After spending much of the last month in Silicon Valley, I can report: There is still a lot of stupid out there.
Sure, you've got your start-up success stories — your Squares, your Paths, your Birchboxes. But the Valley is also rank with stale and superfluous companies that are either doing the same thing as lots of other, better companies, or doing something nobody wants at all. And some of those companies are getting millions of dollars from venture capitalists for their ill-conceived ideas.
One prominent Valley figure described the change to me thusly: "It used to be that you needed a full business plan to get VC money. Then you needed a slick PowerPoint. Now, all you need is a movie pitch: 'It's Groupon Meets Zynga!'"
Some of the companies born as X-meets-Y derivations may succeed. But many will not, and it's our job to be willing to tell their investors and would-be investors, as VP candidate Paul Ryan put it this week, the hard truths.
So to add to our last installment, here are three more Dumb Money contenders:
Nudge ($300,000 seed round from friends and family)
Nudge bills itself as "workplace healthstyle software." Basically, you tell the Nudge app everything about your daily health routines — what you eat, how much you walk, how tired you feel — and it spits out points and badges and virtual trophies and other things that are supposed to motivate you to lay off the freaking Cheetos.
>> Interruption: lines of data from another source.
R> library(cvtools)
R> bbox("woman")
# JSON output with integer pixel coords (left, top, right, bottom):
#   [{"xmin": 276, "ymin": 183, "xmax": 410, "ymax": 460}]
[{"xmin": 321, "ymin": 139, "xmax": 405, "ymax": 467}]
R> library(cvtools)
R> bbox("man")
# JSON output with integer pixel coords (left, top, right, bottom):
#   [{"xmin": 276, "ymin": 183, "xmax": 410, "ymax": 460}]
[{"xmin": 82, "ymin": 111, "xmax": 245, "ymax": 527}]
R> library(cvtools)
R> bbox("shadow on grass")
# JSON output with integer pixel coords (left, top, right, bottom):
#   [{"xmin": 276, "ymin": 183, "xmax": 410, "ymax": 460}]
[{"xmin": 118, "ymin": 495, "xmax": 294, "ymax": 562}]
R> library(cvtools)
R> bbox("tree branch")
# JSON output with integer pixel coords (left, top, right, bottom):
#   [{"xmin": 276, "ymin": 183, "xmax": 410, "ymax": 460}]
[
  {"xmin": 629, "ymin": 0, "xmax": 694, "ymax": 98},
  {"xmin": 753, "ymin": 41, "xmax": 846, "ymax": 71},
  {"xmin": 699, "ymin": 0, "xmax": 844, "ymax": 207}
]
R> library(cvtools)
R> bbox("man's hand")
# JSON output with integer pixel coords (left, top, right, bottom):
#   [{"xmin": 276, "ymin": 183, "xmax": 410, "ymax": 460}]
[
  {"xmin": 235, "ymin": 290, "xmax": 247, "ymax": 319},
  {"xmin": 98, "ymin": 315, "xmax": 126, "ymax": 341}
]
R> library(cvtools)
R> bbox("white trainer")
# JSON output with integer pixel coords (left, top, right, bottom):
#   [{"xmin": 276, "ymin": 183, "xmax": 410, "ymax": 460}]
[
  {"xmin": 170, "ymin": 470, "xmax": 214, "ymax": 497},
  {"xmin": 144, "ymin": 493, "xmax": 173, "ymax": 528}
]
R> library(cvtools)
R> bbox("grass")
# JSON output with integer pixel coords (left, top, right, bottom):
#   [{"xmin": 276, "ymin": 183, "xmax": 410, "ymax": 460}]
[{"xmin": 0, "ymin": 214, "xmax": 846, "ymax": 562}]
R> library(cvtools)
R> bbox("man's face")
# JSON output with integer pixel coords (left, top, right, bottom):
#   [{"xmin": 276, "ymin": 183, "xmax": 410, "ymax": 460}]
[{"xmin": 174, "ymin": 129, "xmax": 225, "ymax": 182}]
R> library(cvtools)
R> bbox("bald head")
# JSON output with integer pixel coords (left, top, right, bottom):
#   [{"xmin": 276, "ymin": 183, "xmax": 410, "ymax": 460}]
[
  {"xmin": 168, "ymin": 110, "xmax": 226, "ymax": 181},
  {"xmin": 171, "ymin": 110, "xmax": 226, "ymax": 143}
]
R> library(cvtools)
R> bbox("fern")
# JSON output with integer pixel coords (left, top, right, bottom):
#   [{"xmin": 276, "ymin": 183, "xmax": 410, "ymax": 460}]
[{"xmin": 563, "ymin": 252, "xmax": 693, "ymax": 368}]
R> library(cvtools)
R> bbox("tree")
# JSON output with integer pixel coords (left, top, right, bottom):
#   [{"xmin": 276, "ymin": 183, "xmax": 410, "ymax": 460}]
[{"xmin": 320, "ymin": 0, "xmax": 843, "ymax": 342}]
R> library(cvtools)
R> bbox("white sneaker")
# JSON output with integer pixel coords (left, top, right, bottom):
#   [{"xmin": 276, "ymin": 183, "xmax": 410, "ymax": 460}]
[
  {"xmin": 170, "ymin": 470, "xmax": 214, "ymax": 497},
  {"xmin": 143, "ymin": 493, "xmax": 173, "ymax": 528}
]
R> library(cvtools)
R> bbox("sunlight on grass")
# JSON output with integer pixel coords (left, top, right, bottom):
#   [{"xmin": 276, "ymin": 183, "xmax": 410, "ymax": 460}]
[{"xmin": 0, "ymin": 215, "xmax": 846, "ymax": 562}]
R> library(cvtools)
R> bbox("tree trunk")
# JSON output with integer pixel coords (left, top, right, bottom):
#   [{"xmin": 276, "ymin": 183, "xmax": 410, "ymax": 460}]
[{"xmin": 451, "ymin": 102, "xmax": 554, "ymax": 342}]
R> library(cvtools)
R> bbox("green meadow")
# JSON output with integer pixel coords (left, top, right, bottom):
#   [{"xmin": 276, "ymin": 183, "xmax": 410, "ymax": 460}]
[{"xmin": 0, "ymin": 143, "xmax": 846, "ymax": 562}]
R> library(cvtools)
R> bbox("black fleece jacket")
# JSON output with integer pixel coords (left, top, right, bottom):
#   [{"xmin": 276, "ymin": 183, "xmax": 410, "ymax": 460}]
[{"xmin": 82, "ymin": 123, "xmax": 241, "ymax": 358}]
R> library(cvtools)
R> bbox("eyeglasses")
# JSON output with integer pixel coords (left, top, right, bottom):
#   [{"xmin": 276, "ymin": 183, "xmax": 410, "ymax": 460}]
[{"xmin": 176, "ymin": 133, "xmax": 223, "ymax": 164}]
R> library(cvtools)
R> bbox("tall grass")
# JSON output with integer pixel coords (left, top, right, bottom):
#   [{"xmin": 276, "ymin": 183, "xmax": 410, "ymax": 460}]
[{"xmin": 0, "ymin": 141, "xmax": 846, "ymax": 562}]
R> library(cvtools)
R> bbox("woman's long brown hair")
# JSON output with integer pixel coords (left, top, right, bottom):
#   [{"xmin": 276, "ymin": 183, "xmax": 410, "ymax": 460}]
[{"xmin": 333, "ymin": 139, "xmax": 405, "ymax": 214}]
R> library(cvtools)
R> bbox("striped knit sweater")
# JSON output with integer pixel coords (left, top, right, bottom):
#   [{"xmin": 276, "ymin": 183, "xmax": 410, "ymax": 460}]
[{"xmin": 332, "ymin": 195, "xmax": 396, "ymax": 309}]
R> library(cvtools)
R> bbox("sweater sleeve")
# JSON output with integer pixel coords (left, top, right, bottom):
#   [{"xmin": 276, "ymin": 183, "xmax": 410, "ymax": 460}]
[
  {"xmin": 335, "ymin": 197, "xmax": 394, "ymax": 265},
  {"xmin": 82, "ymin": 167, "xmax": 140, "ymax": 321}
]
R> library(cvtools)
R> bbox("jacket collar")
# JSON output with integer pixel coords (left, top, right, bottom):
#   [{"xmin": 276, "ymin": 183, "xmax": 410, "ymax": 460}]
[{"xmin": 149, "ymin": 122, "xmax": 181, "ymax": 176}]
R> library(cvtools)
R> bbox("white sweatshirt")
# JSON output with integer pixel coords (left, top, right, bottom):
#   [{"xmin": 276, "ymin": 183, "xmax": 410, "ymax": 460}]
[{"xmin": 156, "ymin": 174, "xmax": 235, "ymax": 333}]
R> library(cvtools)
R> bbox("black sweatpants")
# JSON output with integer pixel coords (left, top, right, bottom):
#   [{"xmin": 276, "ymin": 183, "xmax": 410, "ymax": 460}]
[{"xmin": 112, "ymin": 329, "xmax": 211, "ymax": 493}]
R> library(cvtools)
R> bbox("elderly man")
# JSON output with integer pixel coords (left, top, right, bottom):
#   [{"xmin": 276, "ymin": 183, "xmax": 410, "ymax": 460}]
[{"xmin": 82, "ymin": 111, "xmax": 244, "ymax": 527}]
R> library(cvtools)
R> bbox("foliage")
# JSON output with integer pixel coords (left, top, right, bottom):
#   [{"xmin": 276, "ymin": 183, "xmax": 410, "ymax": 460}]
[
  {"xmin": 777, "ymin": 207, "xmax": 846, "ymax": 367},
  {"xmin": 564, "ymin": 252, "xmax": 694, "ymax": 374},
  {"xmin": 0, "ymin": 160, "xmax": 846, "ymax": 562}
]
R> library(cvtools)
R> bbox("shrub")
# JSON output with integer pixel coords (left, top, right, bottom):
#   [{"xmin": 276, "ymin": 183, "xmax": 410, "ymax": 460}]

This alone is a hard goal. In order to get the kind of user base it envisions, Nudge is going to have to function as a sort of ultra-Foursquare, in which users not only log every place they go, but every frozen yogurt they eat, every dog they walk, every cigarette they smoke, every time they feel a little nap coming on. And they're going to have to pay (Nudge currently charges $2 a month) for their encouragement.
As Ryan McCarthy pointed out recently, "gamification" — the trend of turning boring and mundane processes into fun-seeming games — is the hottest idea in business management right now. But it's old news by Silicon Valley standards. Even Foursquare, which practically invented gamification-by-app, is moving away from the model, observing that its users were becoming less enticed by badges and hungrier for real-life rewards.
Wantworthy ($1 million from RRE, Google Ventures, and others)
Wantworthy, which bills itself as the "Instapaper of Shopping," is one of the many companies trying to make a buck by making your shopping experience more pleasant and webby. The site provides "an online shopping tool for tracking everything you want to buy in one place."
Haven't we seen this before? After all, as TechCrunch notes, "on the surface the company might appear to be competitive with Pinterest, various bookmarking tools, or even Amazon’s Universal Wish List utility." And every week, a new site pops up (like Lyst) that claims to improve the shopping process in some vague, inchoate way. There's even a list of Pinterest clones, featuring gems like DartItUp (a Pinterest for dudes) and Snatchly (a Pinterest for porn).
Wantworthy's founders told TechCrunch it was "too soon for them to talk user numbers," which, yeah, red flag. But even if they did somehow get as many users as Pinterest, there's no indication that the basic "social shopping" model actually generates real revenue. Just this week, the director of Zappos Labs told Bloomberg that Pinterest is worse than Facebook and Twitter when it comes to converting clicks into actual purchases. That's a bad sign for Pinterest, but it's even worse for its copycats.
Clipix (undisclosed funding amount from founder and "other angel investors from the New York area")
Clipix is a "visual bookmarking tool" that TechCrunch described as "a hybrid between Evernote and Pinterest, with a bit of Pearltrees thrown in for good measure." So, yet another Pinterest clone, but this time "for the real world," whatever that means.
To differentiate itself, Clipix recently launched a QR code generator that it hopes will be used by "companies that want to distribute promotional materials at trade shows or real estate agents who want to share real estate information."
QR codes, for those unfamiliar, are those little black-and-white patterny things that people are supposed to scan with their phones, but that nobody ever actually uses. A ComScore survey last year found that only 14 million people (or 6 percent of all American mobile-device users) have ever scanned a QR code, and many in the tech sphere are calling for the codes to be killed altogether.
So, to recap, Clipix is betting that real estate agents will create QR codes for their properties, then give those codes to their clients, who will have no earthly idea what to do with them.
Luckily, a minor bug like that may not matter to Clipix. Oded Berkowitz, the company's founder, recently told TechCrunch that "the company isn’t focused too much on developing a revenue stream."